Theo is 63 and another great gardener, brilliant propagator. He and Allan his partner had a large old-rose nursery near Auckland until they sold it around 10 years ago and moved north to beside Ray, their good friend. Allan died 4 years ago and Theo sold their very large house and garden and built an annex or "granny flat" onto Ray's house and they garden together now. In theory, Theo looks after Ray - who doesn't need it - and he does all the cooking, which is excellent.

The other members of what is a mad household are Mark, 34, chartered accountant who lives with the others at the weekend but with his girlfriend in Auckland during the week and Teddy, 18, corgi x fox terrier would be close, and waiting for God.

Paw-paws, bananas, various different passionfruit, tamarillos, kiwifruit, avocados, several different citrus fruit and the incredible cherimoya or custard apple are all picked fresh from the garden for dessert and either before or after every meal except breakfast, there are large gin-and-tonics - not optional! - but with ice and lemon juice, quite sour and just how I like them.

The garden is some 20 acres bounded on one side by the Pacific Ocean, on another by a mangrove swamp, a third by an enormous bamboo hedge (20 metres high!) and the fourth by a dusty road, lined with olive trees. It is very peaty and when Ray had some samples drilled recently, at 63 metres the drill was still bringing up pure peat. Originally it was probably kauri forest (Agathis australis)

The garden is frost-free and so many tropical and sub-tropical plants grow rampantly here (about 1 and a 1/2 hours north east of Auckland) but Ray also grows alpines of the easier kind such as campanulas, phloxes, dianthus, helianthemums and many more.  In fact, this was how I met him in the first place as he has always been an enthusiastic supporter of my own small nursery. One time I visited, he had Iris cristata and Pulsatilla vulgaris both growing happily beneath an equally happy banana!

So, to some pictures -



Lesley Cox:
This is one of many modern spuria iris hybrids.
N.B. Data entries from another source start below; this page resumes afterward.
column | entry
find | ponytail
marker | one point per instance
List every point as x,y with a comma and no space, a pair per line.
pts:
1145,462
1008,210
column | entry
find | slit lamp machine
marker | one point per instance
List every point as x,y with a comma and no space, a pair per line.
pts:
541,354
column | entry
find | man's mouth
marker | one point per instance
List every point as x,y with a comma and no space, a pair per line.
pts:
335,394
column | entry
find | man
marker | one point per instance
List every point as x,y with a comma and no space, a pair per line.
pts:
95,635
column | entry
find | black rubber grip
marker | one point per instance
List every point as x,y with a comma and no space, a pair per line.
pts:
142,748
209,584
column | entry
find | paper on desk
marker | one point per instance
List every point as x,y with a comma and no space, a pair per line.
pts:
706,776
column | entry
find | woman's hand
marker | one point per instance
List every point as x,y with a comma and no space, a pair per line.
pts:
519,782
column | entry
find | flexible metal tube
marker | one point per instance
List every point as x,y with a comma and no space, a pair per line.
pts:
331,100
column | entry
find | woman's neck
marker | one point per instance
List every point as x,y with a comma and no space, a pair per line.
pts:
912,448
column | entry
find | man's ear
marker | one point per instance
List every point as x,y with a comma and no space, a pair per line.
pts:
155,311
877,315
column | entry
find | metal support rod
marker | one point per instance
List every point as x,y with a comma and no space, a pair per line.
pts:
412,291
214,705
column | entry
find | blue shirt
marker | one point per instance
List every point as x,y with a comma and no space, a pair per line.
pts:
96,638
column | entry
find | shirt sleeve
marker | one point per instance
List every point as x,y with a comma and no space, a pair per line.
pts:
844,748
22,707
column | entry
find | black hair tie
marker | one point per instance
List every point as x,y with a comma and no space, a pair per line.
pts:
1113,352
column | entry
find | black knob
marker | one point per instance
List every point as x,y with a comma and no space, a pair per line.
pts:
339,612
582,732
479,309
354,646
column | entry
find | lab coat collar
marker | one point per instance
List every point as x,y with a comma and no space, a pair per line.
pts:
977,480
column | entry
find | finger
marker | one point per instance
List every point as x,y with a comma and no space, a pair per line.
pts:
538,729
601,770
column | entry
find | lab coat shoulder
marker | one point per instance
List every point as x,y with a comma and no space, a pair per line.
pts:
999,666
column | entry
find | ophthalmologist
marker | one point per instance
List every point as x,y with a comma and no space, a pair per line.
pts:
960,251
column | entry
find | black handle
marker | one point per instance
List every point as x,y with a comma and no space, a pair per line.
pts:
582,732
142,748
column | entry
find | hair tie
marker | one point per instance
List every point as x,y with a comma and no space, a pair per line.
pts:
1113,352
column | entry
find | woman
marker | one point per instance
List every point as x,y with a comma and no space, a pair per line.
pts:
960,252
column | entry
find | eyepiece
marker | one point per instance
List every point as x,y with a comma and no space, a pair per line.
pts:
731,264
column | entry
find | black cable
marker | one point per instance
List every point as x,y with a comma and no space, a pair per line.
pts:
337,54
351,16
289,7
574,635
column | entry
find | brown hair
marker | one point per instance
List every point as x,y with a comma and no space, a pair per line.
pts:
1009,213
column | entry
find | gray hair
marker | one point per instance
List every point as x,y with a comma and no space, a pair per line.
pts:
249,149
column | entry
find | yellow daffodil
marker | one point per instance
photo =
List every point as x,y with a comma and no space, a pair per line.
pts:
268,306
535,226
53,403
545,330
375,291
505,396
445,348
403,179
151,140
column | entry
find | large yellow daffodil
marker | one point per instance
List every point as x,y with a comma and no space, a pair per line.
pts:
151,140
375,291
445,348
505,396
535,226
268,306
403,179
They grow to 2 metres up here

Lesley Cox:
OK, stop right here Lesley. Maggi or Ian, I need help please. How can I get pictures into the preview because there's no way to know where to write the text which applies to individual pictures. I open the attachment and don't know whether it has uploaded (no upload instruction) until the post appears in the thread, so I can't see in the reply box, where the text should go. And every pic wants to be a separate post, instead several in a column in one post.

tonyg:
I can't wait for the next installment .... hope you've already had a reply from Ian or Maggi.  I have started to rename files for posting with a short descriptor.  This way they can be referenced back to the text which appears above the thumbnail pics.  Also I have started to post just a few at a time to help keep the text closer to the pics.  See the crocus thread ... I would have put all the pics in one post on the old forum but chose to split them this time.

Ian Y:
Lesley
The pictures do not appear in the preview like the old forum but they do appear in the post. At the moment all the pictures appear at the end of your post and the caption that appears with them is the actual file name. Tony's suggestion on naming the picture is a good one as we cannot insert the pictures into the text yet. We are looking into this and it may be possible for us to change the settings.
As for the time out this happens to me as well and there is a reason for it, you do not have to retype your message just hit the post button again.
This is a new forum to all of us and it will take us a while, as users, to work out how to navigate around and use all the features.
From the administration side we are also learning and we will have an ongoing program of adjusting settings and features within the limits of the software to best suit all our needs.
Thanks to you all for your support, please keep your comments and problems coming and be patient as we try and sort them all out.